The Secret World: A History of Intelligence

Book review by Deane Barker tags: spies, history

This book is exactly what it claims – a magisterial history of intelligence and espionage. But, it left me a bit frustrated. (I wrote a blog post about this.)

The book is a series of anecdotes, with no framework for understanding the larger issues of intelligence. It’s episodic – a series of vignettes, basically. One could say that’s all history really is, but I was looking for more over-arching principles. I was trying to find out what the “gestalt” of intelligence was.

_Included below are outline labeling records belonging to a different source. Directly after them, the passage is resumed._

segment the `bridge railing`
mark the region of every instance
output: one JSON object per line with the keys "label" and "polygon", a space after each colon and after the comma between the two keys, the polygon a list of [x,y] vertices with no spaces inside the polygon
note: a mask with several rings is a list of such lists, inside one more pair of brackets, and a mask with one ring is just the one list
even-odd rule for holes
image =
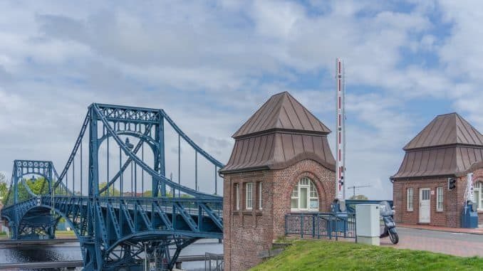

I tried to draw some principles out of it:

  • Spying has been going on forever

  • Lots of countries spy in part from the insecurity of their leaders – it’s an ego thing

  • World War II was basically own on the back of intelligence, specifically SIGINT

  • SIGINT might be the most important type of intelligence; everything has to be communicated, and if you can listen to an understand those communications, then you essentially become one with the enemy

  • “The Art of War” is a semi-big deal among the intelligence community. Lots of people read it, lots of people quote it


There’s more, but because the book didn’t concentrate of them, they escape me. In the end, I read a lot about This Person Doing This and That Person Doing That. I don’t feel like I understand and comprehend intelligence at much of a deeper level than I did when I started, and that’s a shame.